Ask the printer what format the picture and the artwork need to be in to get the best result. Also, printing colour is tricky. Tell the printer you are fussy and will pay extra to see a proof of how the colour will turn out when printed. It is worth paying extra for colour correction of the image if necessary.
At the same time, don’t assume your printer has a visual sensibility. Unless you are using a top-end printer or designer, your printer is most likely printing things like carpet cleaning flyers, whose clients may not care about the outcome as much as you do.
Spell things out, and don’t take anything for granted. It is important for the image on the invitation to be excellent because this could be the difference between someone attending or not attending your exhibition.
Aim to have the invitations finished three weeks before the exhibition, which means talk to the printer five or six weeks before you need them. This way you have time to put some of them in public places and send out the others so people will have them a few weeks before the exhibit.
Once you get them, carry a few everywhere you go so you can give them to anyone who seems interested. Make sure to get a pdf of the invitation as well, and email it to everyone!

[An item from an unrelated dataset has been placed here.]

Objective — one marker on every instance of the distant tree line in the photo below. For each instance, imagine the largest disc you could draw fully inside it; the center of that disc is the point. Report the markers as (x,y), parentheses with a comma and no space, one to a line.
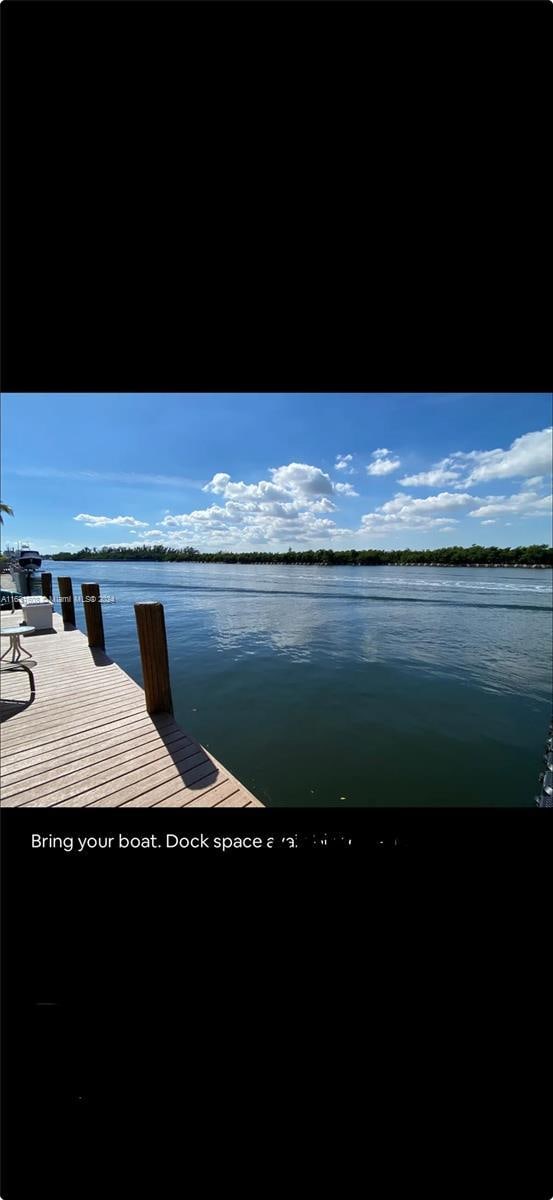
(446,556)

Then, email a reminder on the day of the event.
If you don’t have the money to print off a nicely printed catalogue, at least write something about your work and put it on the back of the price list.
You could write about the process of making it, or the thought behind it, or even a quote or an essay by an art writer. The reason behind doing this is because people who are educated about your art are more likely to buy it, and have an enriched experience at your event.

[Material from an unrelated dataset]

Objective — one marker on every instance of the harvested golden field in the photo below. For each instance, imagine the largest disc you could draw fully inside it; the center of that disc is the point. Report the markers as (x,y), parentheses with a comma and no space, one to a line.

Local papers, national papers, magazines, arts TV programs, etc, should all receive your media release (radio stations too). This is important!
Write the media release exactly like you would like to see it in the paper. Include a photo of you with your artwork, and then perhaps one or two more of just the work.
Put it on hard copy with print outs of the images and also put it on a disc. Send both to as many places you can think of. Write differently-worded media releases for different publications if they have a different audience.
Whenever possible, phone and ask who you should address it to and what their email address is. Send them the hard copy with disc and also email it, just to be sure they get it. It also doesn’t hurt to email them a reminder just before the show, and send them an invitation to the opening.
Food and drinks
Food is optional, depending on cost and your budget. Wine is more common, and sometimes you can find a small winery to sponsor you with free wine in return for a logo and mention on the invite.
Or, perhaps you could even give them the opportunity to sell wine at the opening or sign people up for their wine club. It can be a win-win situation.
Bulk discounts may also be available from a winery, but make sure its drinkable! People are more likely to buy if they are relaxed with a glass of wine. (If it didn’t work, the big galleries wouldn’t do it.)
As an alternative, I have been to afternoon art openings which have tea, coffee, and cakes. . . kind of like a high tea? If you are going to do that, put it on the invitation so people know what to expect.
Either way, you will need a drinks table with a nice cloth on it (to hide the extra wine or tea underneath.) Look and be professional. You will probably also want someone to serve the drinks?
Put the drinks table in a position away from the door near the back of the exhibition space so you have to walk past all the artwork to get a drink. This is important! I have seen people hang around a drinks table near the door, get to chatting to someone, and not even look at the art!
If they want a free drink, at least make them walk past your artwork first.
If you have a friend or relative who is able to process sales that will free you up to chat to people. Put up a small table near the door with several price lists for people to take.
Also have the price listed under each piece of work. Make it clear that the work is for sale. Don’t handwrite it! Print it out in a clear, easy to read font, mount it on foamcore board and neatly cut them the same size using a craft knife and ruler.
Why do you need a pricelist if the work is labeled? So people have something to take home with them, of course! And it goes without saying that your website should be on the pricelist, along with your phone number and email address.
Many decisions to buy art are made after the event, so you may even find that you sell more off your website in the weeks that follow, than you did at the exhibit.